Grad School Q&A: Donovan Tann reflects on the courses and professors who shaped how he now teaches [external link]

Donovan Tann is a 2008 graduate of Eastern Mennonite University who now teaches courses in literature, writing and film at Hesston (Kansas) College. A member of the Lilly Graduate Fellows Program’s first cohort, he earned his English PhD at Temple University in Philadelphia.

How did your academic studies and professors at EMU prepare and inspire you for your graduate studies and/or current work?

Being able to have a faculty member as my advisor at EMU helped me to select coursework that interested me and which has contributed to my scholarship in unusual ways. I might not have taken as much interest in religion’s role in the early modern world without my introduction to theology course. I also had the flexibility to take senior English seminars in both French postmodern literature and transatlantic modernism, and these courses helped to prepare me for graduate school and to develop my voice as a literary scholar.

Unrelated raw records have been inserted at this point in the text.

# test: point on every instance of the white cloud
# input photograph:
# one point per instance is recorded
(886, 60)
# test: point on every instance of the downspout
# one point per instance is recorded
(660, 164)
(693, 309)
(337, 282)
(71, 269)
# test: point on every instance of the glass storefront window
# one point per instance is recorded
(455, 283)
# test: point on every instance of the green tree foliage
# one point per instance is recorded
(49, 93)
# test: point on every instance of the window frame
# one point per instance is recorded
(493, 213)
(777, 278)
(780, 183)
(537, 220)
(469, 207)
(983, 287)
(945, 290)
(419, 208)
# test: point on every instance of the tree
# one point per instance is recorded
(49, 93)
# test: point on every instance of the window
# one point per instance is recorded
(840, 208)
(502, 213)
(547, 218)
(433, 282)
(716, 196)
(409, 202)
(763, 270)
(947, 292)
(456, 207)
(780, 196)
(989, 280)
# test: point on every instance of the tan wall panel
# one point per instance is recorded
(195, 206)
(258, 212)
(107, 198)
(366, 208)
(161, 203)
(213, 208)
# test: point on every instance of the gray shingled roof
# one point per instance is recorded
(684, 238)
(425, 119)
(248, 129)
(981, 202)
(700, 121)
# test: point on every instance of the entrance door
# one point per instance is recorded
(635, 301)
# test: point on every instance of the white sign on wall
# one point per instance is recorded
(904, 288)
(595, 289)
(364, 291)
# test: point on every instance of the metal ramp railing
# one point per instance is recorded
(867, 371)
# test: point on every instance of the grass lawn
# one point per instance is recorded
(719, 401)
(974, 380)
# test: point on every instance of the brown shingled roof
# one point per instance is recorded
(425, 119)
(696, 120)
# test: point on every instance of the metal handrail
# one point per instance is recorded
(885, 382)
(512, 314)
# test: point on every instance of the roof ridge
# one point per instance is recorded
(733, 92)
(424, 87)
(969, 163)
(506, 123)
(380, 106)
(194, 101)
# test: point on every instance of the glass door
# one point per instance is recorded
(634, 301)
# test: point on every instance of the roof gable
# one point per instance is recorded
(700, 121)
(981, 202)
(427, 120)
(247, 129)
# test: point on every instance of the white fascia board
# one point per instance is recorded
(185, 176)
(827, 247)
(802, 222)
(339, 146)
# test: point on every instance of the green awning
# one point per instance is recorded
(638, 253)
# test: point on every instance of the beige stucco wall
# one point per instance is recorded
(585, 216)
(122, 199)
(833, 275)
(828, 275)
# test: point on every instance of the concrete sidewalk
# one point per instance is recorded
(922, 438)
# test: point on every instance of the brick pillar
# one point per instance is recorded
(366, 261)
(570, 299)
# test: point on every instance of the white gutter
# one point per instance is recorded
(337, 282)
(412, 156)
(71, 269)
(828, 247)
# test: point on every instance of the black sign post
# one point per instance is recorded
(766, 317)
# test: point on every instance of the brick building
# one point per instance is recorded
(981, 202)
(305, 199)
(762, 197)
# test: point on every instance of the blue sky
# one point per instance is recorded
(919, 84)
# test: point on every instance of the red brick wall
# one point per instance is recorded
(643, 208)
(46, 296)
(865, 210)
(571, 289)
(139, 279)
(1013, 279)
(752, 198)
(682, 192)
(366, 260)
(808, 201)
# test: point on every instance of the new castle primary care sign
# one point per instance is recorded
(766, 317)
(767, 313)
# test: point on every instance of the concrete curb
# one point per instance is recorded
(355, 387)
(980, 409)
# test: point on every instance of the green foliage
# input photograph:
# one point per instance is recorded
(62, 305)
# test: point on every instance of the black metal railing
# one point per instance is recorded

The mentorship that I received as a student, both formally through the honors program and informally within the language arts department, was crucial to my decision to pursue graduate study. I developed important intellectual virtues of critical thinking and reflection with my honors cohort, and I was honored to share an informal weekly lunch with Jay B. Landis in my last years at EMU. I’m immensely grateful for the way that my professors invested in me as a person and future teacher-scholar.